Las tierras de Euskadi, que se extienden entre verdes valles, montañas abruptas y la costa del Golfo de Vizcaya, están llenas de tesoros históricos. En los rincones más apartados de esta singular región se conservan leyendas milenarias que han forjado una cultura y tradiciones únicas. Entre los numerosos asentamientos destaca uno donde las huellas del pasado se sienten de manera especialmente intensa. Este lugar, oficialmente reconocido como la primera ciudad en la historia del País Vasco, guarda la memoria de más de ocho siglos de acontecimientos turbulentos.
El corazón histórico de Euskadi
Se trata de Balmaseda, una villa medieval situada en la provincia de Bizkaia. Se encuentra en la parte occidental de la región, en el valle de Enkarterri, a orillas del río Kadagua. Fue aquí donde, en 1199, se firmó el decreto que otorgaba al asentamiento el rango de ciudad, conocido como “fuero”. Este acontecimiento fue decisivo, dotando a Balmaseda de privilegios administrativos y económicos, y convirtiéndola en la primera de su tipo en toda la tierra vasca.
Su posición estratégica en la ruta natural que une Castilla con la costa transformó la ciudad en un importante enclave comercial y militar durante la Edad Media. La obtención del “fuero” por parte del señor de Bizkaia impulsó notablemente su desarrollo económico y demográfico. Alrededor de la ciudad se levantaron murallas y se construyeron puentes de piedra sobre el río. A lo largo de los siglos, Balmaseda ha sido testigo de acontecimientos clave: desde guerras devastadoras e incendios hasta épocas de extraordinaria prosperidad. Su historia es un microcosmos de la evolución de toda la sociedad vasca.
Qué ver: monumentos de épocas pasadas
Visitar Balmaseda es como hacer un viaje en el tiempo. Su patrimonio excelentemente conservado y la atmósfera tradicional generan una experiencia única. Entre los principales atractivos que no puedes perderte, destacan varios puntos clave.
Sin duda, el símbolo de la ciudad es el Puente Viejo, conocido también como Puente de la Muza. Esta construcción medieval, con su imponente torre, fue testigo de innumerables caravanas de comerciantes y peregrinos que recorrían el Camino de Santiago. También impresiona la iglesia gótica de San Severino, del siglo XV, dedicada al patrón celestial de la villa. Sus formas austeras y su majestuoso interior recuerdan el antiguo poder de los gremios locales. Merece la pena visitar la iglesia de San Juan, una de las más antiguas de Bizkaia.
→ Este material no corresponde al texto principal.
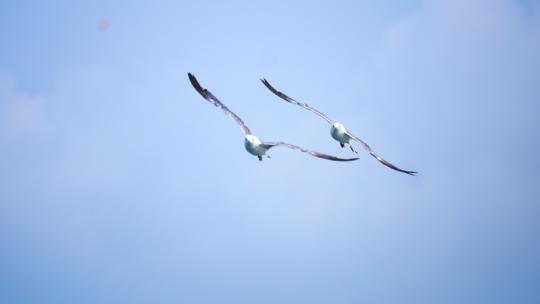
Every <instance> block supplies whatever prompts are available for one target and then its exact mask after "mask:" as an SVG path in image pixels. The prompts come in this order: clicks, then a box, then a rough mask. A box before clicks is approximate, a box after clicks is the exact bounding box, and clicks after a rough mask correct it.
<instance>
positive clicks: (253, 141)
mask: <svg viewBox="0 0 540 304" xmlns="http://www.w3.org/2000/svg"><path fill="white" fill-rule="evenodd" d="M188 77H189V81H190V82H191V84H192V85H193V87H194V88H195V90H197V92H199V94H201V96H202V97H203V98H204V99H206V100H207V101H208V102H210V103H211V104H213V105H214V106H215V107H216V108H219V109H221V110H222V111H223V112H224V113H225V114H227V116H229V117H230V118H231V119H232V120H234V122H236V123H237V124H238V125H239V126H240V129H241V130H242V131H243V132H244V134H245V138H244V147H245V148H246V150H247V151H248V152H249V153H250V154H252V155H255V156H257V158H258V159H259V160H262V157H263V156H264V155H266V152H267V151H268V150H269V149H271V148H273V147H285V148H289V149H292V150H298V151H300V152H304V153H307V154H309V155H311V156H315V157H318V158H322V159H327V160H333V161H353V160H357V159H358V157H351V158H341V157H337V156H333V155H328V154H324V153H319V152H315V151H311V150H307V149H304V148H302V147H299V146H296V145H293V144H289V143H286V142H282V141H278V142H263V141H261V140H260V139H259V138H258V137H256V136H255V135H253V134H251V130H250V129H249V128H248V126H247V125H246V124H245V123H244V121H243V120H242V119H241V118H240V117H239V116H238V115H236V114H235V113H234V112H233V111H231V110H230V109H229V108H227V106H225V105H224V104H223V103H222V102H221V101H219V99H217V98H216V96H214V95H213V94H212V93H210V91H208V90H207V89H205V88H203V87H202V86H201V85H200V84H199V81H197V78H195V76H194V75H193V74H191V73H188ZM266 156H268V155H266Z"/></svg>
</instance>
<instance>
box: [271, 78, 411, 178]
mask: <svg viewBox="0 0 540 304" xmlns="http://www.w3.org/2000/svg"><path fill="white" fill-rule="evenodd" d="M261 81H262V83H263V84H264V85H265V86H266V87H267V88H268V89H269V90H270V91H272V93H274V94H276V95H277V96H278V97H280V98H281V99H283V100H285V101H286V102H288V103H291V104H295V105H297V106H300V107H302V108H304V109H306V110H308V111H311V112H313V113H315V114H317V115H318V116H320V117H322V118H323V119H324V120H326V121H327V122H328V123H329V124H331V125H332V128H331V129H330V135H332V138H334V139H335V140H337V141H338V142H339V145H340V146H341V147H342V148H344V147H345V144H348V145H349V147H350V148H351V150H352V151H353V152H354V153H358V152H356V150H354V148H353V147H352V145H351V144H350V140H351V139H352V140H356V141H357V142H359V143H360V144H361V145H362V146H363V147H364V149H365V150H366V151H367V152H368V153H369V154H370V155H371V156H373V157H375V158H376V159H377V160H378V161H379V162H380V163H382V164H383V165H385V166H387V167H389V168H391V169H394V170H396V171H399V172H403V173H406V174H409V175H415V174H416V173H418V172H416V171H409V170H403V169H400V168H398V167H397V166H395V165H393V164H392V163H390V162H388V161H387V160H385V159H384V158H382V157H380V156H379V155H378V154H377V153H375V152H374V151H373V149H371V147H370V146H369V145H368V144H367V143H366V142H365V141H363V140H361V139H360V138H359V137H357V136H355V135H353V134H352V133H351V132H350V131H349V130H347V129H346V128H345V126H343V125H342V124H340V123H339V122H336V121H334V120H332V119H330V118H329V117H328V116H326V115H325V114H323V113H322V112H320V111H319V110H317V109H315V108H313V107H311V106H309V105H308V104H306V103H302V102H299V101H296V100H294V99H292V98H290V97H289V96H287V95H285V94H284V93H282V92H280V91H278V90H276V88H274V87H273V86H272V85H271V84H270V82H268V80H266V79H264V78H263V79H261Z"/></svg>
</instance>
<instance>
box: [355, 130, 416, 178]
mask: <svg viewBox="0 0 540 304" xmlns="http://www.w3.org/2000/svg"><path fill="white" fill-rule="evenodd" d="M347 134H348V135H349V136H350V137H351V138H352V139H354V140H356V141H358V142H359V143H361V144H362V146H363V147H364V149H365V150H366V151H367V152H368V153H369V154H370V155H371V156H373V157H374V158H375V159H377V160H378V161H379V162H380V163H381V164H383V165H385V166H387V167H388V168H390V169H394V170H396V171H399V172H403V173H406V174H409V175H416V173H418V172H416V171H409V170H403V169H401V168H398V167H397V166H395V165H394V164H392V163H390V162H388V161H387V160H385V159H384V158H382V157H380V156H379V155H378V154H377V153H375V151H373V149H371V147H370V146H369V145H368V144H367V143H366V142H365V141H363V140H361V139H360V138H358V137H356V136H354V135H353V134H351V133H350V132H347Z"/></svg>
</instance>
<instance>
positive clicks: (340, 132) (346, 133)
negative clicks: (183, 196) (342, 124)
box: [330, 122, 351, 146]
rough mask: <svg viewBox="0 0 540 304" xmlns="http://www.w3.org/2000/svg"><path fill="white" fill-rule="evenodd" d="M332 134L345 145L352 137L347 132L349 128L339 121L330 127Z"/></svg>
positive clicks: (335, 138)
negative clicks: (341, 123)
mask: <svg viewBox="0 0 540 304" xmlns="http://www.w3.org/2000/svg"><path fill="white" fill-rule="evenodd" d="M330 135H332V138H333V139H335V140H337V141H338V142H339V144H340V145H342V146H344V145H345V144H348V143H349V140H350V139H351V137H350V136H349V135H348V134H347V129H345V127H344V126H343V125H342V124H340V123H339V122H334V123H333V124H332V127H331V128H330Z"/></svg>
Para comprender mejor la vida y costumbres de los habitantes, puedes acercarte al Museo de Historia de Balmaseda. Y el antiguo monasterio de Santa Clara, un majestuoso edificio barroco, hoy es hotel y centro cultural, ejemplo del esmerado cuidado por el patrimonio histórico.
La vida moderna entre muros medievales
Vivir hoy en Balmaseda significa disfrutar de la tranquilidad de un enclave histórico rodeado de naturaleza pintoresca. Aquí la vida transcurre de manera pausada y serena. Los servicios modernos, los comercios tradicionales y los eventos culturales conviven en perfecta armonía con la arquitectura antigua y una animada vida social. Sus estrechas calles empedradas, plazas y casas con soportales conservan el espíritu medieval, ofreciendo un entorno único para residir.
Una de las grandes ventajas es la proximidad a Bilbao. Esto permite a los habitantes disfrutar de todas las oportunidades de una gran ciudad sin renunciar al encanto y la autenticidad de una localidad pequeña. Esta combinación es ideal para quienes buscan una alta calidad de vida en un ambiente acogedor y lleno de historia. Balmaseda ofrece un raro equilibrio entre pasado y presente, lo que la hace atractiva tanto para turistas como para residentes permanentes.